# 4th axis



## kvom (May 11, 2015)

I decided to upgrade my CNC mill by adding a 4th axis.  They're very useful for gear cutting, and potentially other jobs.  Unit is basically your Chinese 8" rotary table with the manual handle replaced by a stepper motor. My mill's controller already had the electronics to drive it, so it was pretty much plug and play.  Novakon provided me with a Mach3 profile that had the basics for controlling it, and I just needed a few configuration mods to get it moving.

First job is to mount a chuck to the table.  With the table mounted horizontally I centered it under the spindle.







That turned out to be a waste of time since I found that I didn't have enough Z space to use the same center finder with a rod held in the chuck.  So went to plan B using a DI to center the chuck, which I just moved from my old manual rotab.






Managed to get it aligned to less than .001" all around, so quite happy with that.  Then set it vertical.






As can be seen, the motor extends out a long ways.  I might need to turn it the other direction because the tailstock wants to point from the left:






I suspect that once the aligned the tailstock can be operated OK with its back to me.


----------



## petertha (May 12, 2015)

kvom said:


> IThat turned out to be a waste of time since I found that I didn't have enough Z space to use the same center finder with a rod held in the chuck. So went to plan B using a DI to center the chuck...
> Managed to get it aligned to less than .001" all around.


 
I can relate to the 'wedding cake' stack (RT + mount plate + chuck + test pin) & then trying to use the longish co-ax. One thing I discovered that might help is I found an accurate ground arbor with matching MT shank to RT socket, but the straight segment protrudes high enough that it contacts the chuck jaws. I'm not even sure what the arbor was originally intended for, but they are available relatively inexpensive.
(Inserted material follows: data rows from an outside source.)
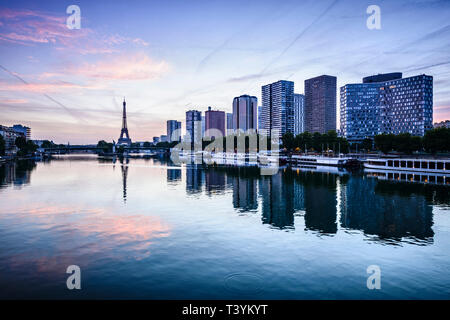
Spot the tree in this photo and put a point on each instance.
(2, 146)
(437, 140)
(384, 142)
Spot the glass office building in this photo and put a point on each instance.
(299, 113)
(393, 105)
(278, 107)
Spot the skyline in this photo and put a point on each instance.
(167, 59)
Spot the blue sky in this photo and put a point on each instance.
(170, 56)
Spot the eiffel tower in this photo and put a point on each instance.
(124, 132)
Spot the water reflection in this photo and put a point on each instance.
(325, 202)
(328, 201)
(17, 173)
(173, 176)
(194, 179)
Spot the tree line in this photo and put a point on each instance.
(434, 141)
(315, 142)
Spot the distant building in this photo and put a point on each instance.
(393, 105)
(442, 124)
(215, 119)
(25, 131)
(299, 113)
(172, 133)
(229, 123)
(245, 113)
(320, 104)
(10, 135)
(278, 107)
(194, 125)
(124, 138)
(203, 126)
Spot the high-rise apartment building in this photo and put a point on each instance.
(194, 125)
(229, 123)
(245, 113)
(260, 124)
(173, 130)
(215, 119)
(278, 107)
(299, 113)
(25, 131)
(387, 103)
(320, 104)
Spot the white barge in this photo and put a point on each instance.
(321, 161)
(411, 165)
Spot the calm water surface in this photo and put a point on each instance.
(149, 229)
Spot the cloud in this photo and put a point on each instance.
(13, 101)
(137, 66)
(56, 86)
(27, 27)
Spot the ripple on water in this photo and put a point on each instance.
(244, 283)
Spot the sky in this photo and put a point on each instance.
(167, 57)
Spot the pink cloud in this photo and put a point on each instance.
(55, 86)
(124, 67)
(31, 27)
(13, 101)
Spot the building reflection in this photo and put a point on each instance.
(277, 193)
(387, 210)
(194, 179)
(320, 201)
(215, 182)
(124, 169)
(173, 176)
(245, 194)
(16, 173)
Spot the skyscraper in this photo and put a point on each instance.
(245, 113)
(194, 125)
(215, 119)
(229, 123)
(320, 104)
(387, 103)
(299, 113)
(172, 134)
(26, 131)
(278, 107)
(260, 124)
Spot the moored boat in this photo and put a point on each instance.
(409, 164)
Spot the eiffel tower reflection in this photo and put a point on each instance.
(124, 168)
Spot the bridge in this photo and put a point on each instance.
(92, 148)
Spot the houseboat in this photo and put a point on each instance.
(322, 161)
(411, 165)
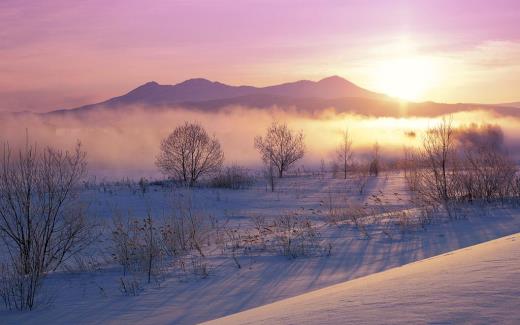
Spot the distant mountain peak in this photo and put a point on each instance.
(196, 81)
(199, 90)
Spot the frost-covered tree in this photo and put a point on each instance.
(41, 223)
(280, 147)
(188, 153)
(344, 152)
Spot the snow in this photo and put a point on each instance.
(92, 296)
(475, 285)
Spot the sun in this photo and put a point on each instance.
(408, 78)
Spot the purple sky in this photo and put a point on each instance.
(62, 53)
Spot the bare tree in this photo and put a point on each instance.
(41, 223)
(375, 165)
(188, 153)
(438, 152)
(280, 147)
(344, 152)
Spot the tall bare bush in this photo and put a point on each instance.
(189, 153)
(41, 221)
(280, 147)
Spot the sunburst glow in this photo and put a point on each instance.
(407, 78)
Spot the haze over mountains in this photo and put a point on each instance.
(304, 96)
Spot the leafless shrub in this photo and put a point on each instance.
(143, 185)
(269, 175)
(137, 246)
(41, 221)
(189, 153)
(130, 286)
(344, 152)
(461, 165)
(375, 163)
(296, 236)
(280, 147)
(232, 177)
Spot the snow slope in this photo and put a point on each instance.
(92, 295)
(475, 285)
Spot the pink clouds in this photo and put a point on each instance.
(98, 49)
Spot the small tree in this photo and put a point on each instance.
(375, 164)
(438, 153)
(41, 224)
(188, 153)
(344, 152)
(280, 147)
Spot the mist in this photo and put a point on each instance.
(125, 143)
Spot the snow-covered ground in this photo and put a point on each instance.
(92, 296)
(475, 285)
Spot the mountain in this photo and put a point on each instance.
(202, 90)
(514, 104)
(304, 96)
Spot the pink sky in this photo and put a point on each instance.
(62, 54)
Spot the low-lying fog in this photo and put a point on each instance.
(125, 143)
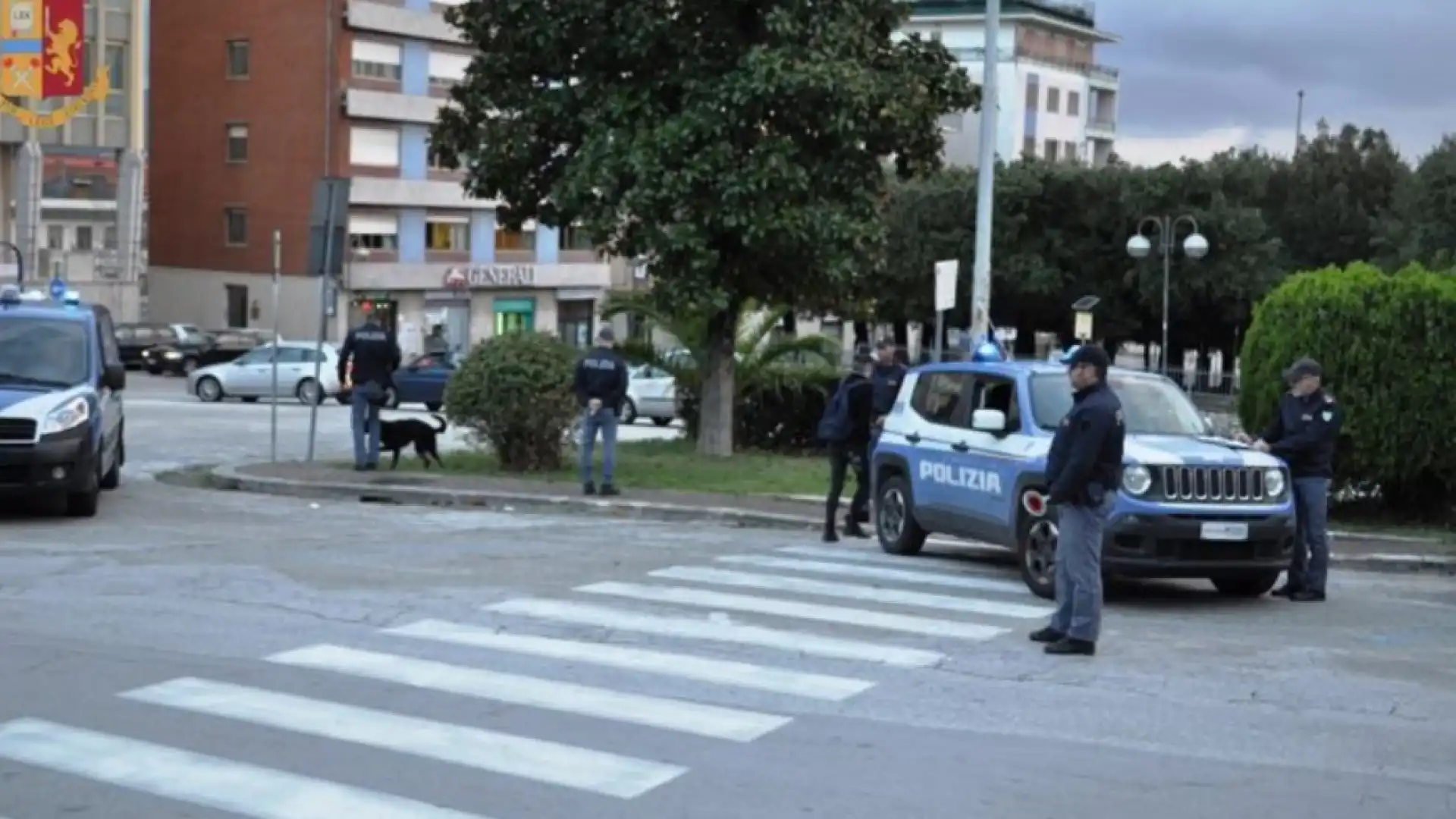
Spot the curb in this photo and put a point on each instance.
(231, 479)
So after the RT is centered to spindle, place chuck/plate loosely in position, set the arbor in RT socket, lightly clamp the 3-jaw to arbor, then secure the chuck plate to RT slots. Whenever I measured mine it seemed to be as accurate as RT centering but saved the 2nd indicator setup & bumping the chuck around.


----------



## kvom (May 12, 2015)

When I made the chuck plate I neglected to make a through hole in the center.  That limits the length of stock that I can hold inside the chuck, but also means that if I drop something to the bottom of the jaws I can get it out.


----------



## Swifty (May 12, 2015)

I made my own morse taper to straight shank bar to help align the chuck, it gets it pretty close, just a few taps has it right. My rotary table has only 3 T slots, and it's a pain when you tap it around, seems to go in the direction it wants. I have also dropped parts when the chuck was opened, they go straight down to the bottom, it the parts are steel a long magnet is handy, but non magnetic parts are a pain to retrieve.

Paul.


----------